While the number of success stories is growing, it pales compared to the rate of new foreclosures, and many housing counselors across the country are complaining Making Home Affordable is taking off slowly.
“Our experience at the ground level has been, so far, frustrating,” said Michael van Zalingen, director of homeownership at Neighborhood Housing Services of Chicago, a counseling group. Entry-level employees at mortgage companies, he said, are either steering borrowers away from the plan or are entirely unaware of it.
There are, of course, lucky homeowners such as Daniel Iturriaga, 45, a warehouse worker from Compton, Calif. Working with a counselor from Springboard, a nonprofit counseling group, Iturriaga got JPMorgan Chase & Co. and mortgage finance company Fannie Mae to modify his home loan.
He’s going from a monthly payment of about $2,300 to about $1,275. After a three-month trial period, it should be final in mid-June.
“It’s a long process, but I still have a little hope to stay in my home,” said Iturriaga, who bought his home for about $400,000 in 2005 and has seen houses on the same block sell for about half as much. “I’m pretty happy.”
The government program, unlike others before it, requires numerous changes to how the mortgage industry does business.
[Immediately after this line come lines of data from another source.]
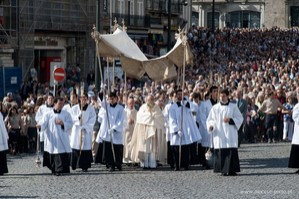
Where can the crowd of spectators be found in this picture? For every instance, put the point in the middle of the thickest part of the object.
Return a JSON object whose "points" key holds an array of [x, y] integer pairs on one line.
{"points": [[255, 61]]}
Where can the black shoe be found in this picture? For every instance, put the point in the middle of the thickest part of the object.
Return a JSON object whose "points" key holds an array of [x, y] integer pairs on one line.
{"points": [[111, 169], [232, 174], [119, 168]]}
To get a loan modification, borrowers must provide proof of their income and send in a letter stating why they need help.
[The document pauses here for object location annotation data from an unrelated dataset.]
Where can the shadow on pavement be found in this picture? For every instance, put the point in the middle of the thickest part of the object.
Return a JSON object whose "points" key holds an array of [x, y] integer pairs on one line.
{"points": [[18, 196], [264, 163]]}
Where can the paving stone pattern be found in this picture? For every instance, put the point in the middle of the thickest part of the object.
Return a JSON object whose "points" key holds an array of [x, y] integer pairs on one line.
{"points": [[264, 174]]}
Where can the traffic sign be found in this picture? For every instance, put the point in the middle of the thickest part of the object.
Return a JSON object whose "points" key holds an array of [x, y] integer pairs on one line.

So far, 14 companies that service about three quarters of the mortgage market have signed up and will be paid for each loan they modify.
Since the program involves taxpayer dollars, “you want the rigor,” said Faith Schwartz, executive director of Hope Now, a mortgage industry group formed in response to the foreclosure crisis. “This is a very well-thought out plan,” she said. “People have to be a little bit patient.”
But Rose Inman is out of patience and out of time. Aurora Loan Services is set to foreclose Friday on her home overlooking Seattle’s Puget Sound.
Inman, 58, has lost two jobs, one with a manufacturing company and the other with the city of Seattle. Since then, she’s been working as a human resources consultant, but making much less money.
Despite numerous calls, e-mails and letters, she said, she’s only been able to have one phone conversation with a company representative.
“It’s like this huge, concrete, thick wall that you cannot get through,” she said.
Last week, Aurora joined the Obama administration’s loan modification program. The Colorado-based company is in line for nearly $800 million in government incentives to modify borrowers’ home loans.
The Obama administration acknowledges not every borrower who is behind on their loans will qualify for a modification. Officials estimate up to 4 million borrowers will get their loans modified, but housing professionals such as Mark Zandi of Moody’s Economy.com expect the number will be less than half that.